当院ではメディカルスタッフ(医療専門職)が連携して、
それぞれの専門スキルを発揮することで、的確かつ安全な医療を提供しています。

  • 多職種で「チームSi」
    合併症なく安全な手術実現

    2014年4月にダ・ヴィンチSiが導入される事が決まり、翌5月に医師、看護師、臨床工学士、事務員の多職種からなるチーム『Si』を立ち上げ、勉強会や手術見学、研修を開始しました。8月にダ・ヴィンチSiが導入され十分な研修およびシミュレーションの後、10月からロボット支援前立腺全摘術を開始しました。手術開始後も定期的な勉強会を施行し、それぞれの立場から安全性や改良すべき事項を検討しています。こうした異なる職種のメディカルスタッフが連携・協働し、それぞれの専門スキルを発揮することで治療の質および安全性を維持・向上させることができています。

    コンソール執刀医泌尿器科部長 神田 和哉

  • チームの力高め合い
    患者の安心をサポート

    ロボット手術は特殊な体位で行われます。そのため通常の手術よりも特に安全に配慮し、医師、看護師、臨床工学士たちが協力し、チーム力を高め合っています。また少しでも安心して手術に臨んでいただけるよう患者さんのサポートに努めています。

    看護師手術室 大杉 幸恵

  • 患者の変化に細心の注意
    安全な施術、チームで臨む

    ロボット支援前立腺全摘除術は、二酸化炭素による気腹および高度の頭低位で行われます。この特殊な体位に起因する呼吸・循環動態の変化等に充分注意し、患者様が安全に手術を終えられるよう、麻酔管理に臨んでいます。

    麻酔担当医師麻酔科 河野 裕明

  • 安全かつスムーズに
    ダ・ヴィンチ手術支える

    臨床工学技士は、「da Vinci Si」の導入からダヴィンチチームに携わり、手術時の準備、点検、撤収、手術中は手術映像の録画や調整行っています。現在まで大きなトラブルはなく順調にロボット支援手術が行われています。
    今後も臨床工学技士として、手術を受けられる方のために、手術が安全かつスムーズに遂行できるよう、より良い環境を作る努力をしていきます。

    臨床工学技士臨床工学科 武市 和真

  • 術前から術後まで
    患者さん一人ひとりと関わる

    ロボット手術における、器械の準備や点検、患者さんへのサポートを他職種と連携し、安全かつ円滑に手術が行えるよう取り組んでいます。

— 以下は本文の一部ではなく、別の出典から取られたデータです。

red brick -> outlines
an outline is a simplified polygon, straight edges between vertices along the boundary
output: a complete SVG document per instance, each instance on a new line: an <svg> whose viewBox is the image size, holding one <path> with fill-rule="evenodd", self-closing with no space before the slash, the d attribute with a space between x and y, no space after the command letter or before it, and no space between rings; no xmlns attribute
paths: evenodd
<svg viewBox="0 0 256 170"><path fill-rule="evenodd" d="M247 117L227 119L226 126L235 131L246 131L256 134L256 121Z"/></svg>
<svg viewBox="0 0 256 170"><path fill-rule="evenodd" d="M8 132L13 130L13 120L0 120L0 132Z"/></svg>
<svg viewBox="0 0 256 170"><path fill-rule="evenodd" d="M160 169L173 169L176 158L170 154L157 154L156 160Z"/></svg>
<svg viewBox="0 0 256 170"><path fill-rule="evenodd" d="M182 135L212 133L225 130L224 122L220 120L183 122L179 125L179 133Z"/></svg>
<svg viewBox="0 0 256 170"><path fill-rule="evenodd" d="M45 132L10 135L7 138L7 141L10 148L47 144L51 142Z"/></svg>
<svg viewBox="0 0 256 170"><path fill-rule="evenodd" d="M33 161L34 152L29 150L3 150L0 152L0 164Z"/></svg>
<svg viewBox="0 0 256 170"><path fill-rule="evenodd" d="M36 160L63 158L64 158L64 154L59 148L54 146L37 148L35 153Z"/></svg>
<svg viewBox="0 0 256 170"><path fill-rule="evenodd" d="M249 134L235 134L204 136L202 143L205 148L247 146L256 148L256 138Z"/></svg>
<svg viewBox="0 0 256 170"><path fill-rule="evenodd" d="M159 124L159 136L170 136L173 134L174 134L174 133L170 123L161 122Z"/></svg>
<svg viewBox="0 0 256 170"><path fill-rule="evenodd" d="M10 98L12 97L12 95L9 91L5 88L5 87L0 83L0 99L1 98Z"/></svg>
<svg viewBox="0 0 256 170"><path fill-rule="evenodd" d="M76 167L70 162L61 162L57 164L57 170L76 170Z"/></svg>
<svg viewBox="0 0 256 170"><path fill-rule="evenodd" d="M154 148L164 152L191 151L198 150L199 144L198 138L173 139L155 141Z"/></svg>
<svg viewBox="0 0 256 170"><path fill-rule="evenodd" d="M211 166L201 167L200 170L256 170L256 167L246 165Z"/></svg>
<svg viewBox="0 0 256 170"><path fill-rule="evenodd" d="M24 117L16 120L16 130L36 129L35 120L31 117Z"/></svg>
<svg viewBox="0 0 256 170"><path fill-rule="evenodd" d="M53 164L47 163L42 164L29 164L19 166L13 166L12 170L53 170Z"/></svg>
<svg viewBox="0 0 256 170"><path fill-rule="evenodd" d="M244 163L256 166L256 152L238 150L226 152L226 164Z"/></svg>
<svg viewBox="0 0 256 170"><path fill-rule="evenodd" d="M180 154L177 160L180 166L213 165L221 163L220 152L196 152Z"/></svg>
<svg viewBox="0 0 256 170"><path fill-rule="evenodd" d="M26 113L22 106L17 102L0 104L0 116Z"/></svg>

    また、患者さんひとりひとりと、術中だけでなく術前から術後まで関わることで、安心して手術が受けられるように心がけています。

    看護師手術室 松浦 七恵

  • チームで研究重ねて導入
    ロボット手術さらに発展

    徳島大学でロボット手術に携わり、2014年、中央病院に赴任しました。ダヴィンチSi導入へ立ち上げた「チームSi」は、シミュレーションを重ね、徳島大学・金山博臣教授の指導の下、1例目を無事完遂。今までに100例を越えるロボット支援手術を合併症なく行ってきました。当院のダヴィンチ手術の特徴は、コンソール(ロボットの運転席)を2台同時に使用できることです。ボタン1つで術者を変更でき、適切な指導が同じ視野で可能になります。導入当初と比べ、現在はコンソール時間(ロボットを動かす時間)2時間半まで、総手術時間3時間半までに、合併症なく実施できるようになっています。これは、同じチームで毎回手術を担当することとコンソール2台により無駄な時間を省くことができているためです。これからも徳島県のロボット手術を大学病院と共に発展させていくことができたらと考えています。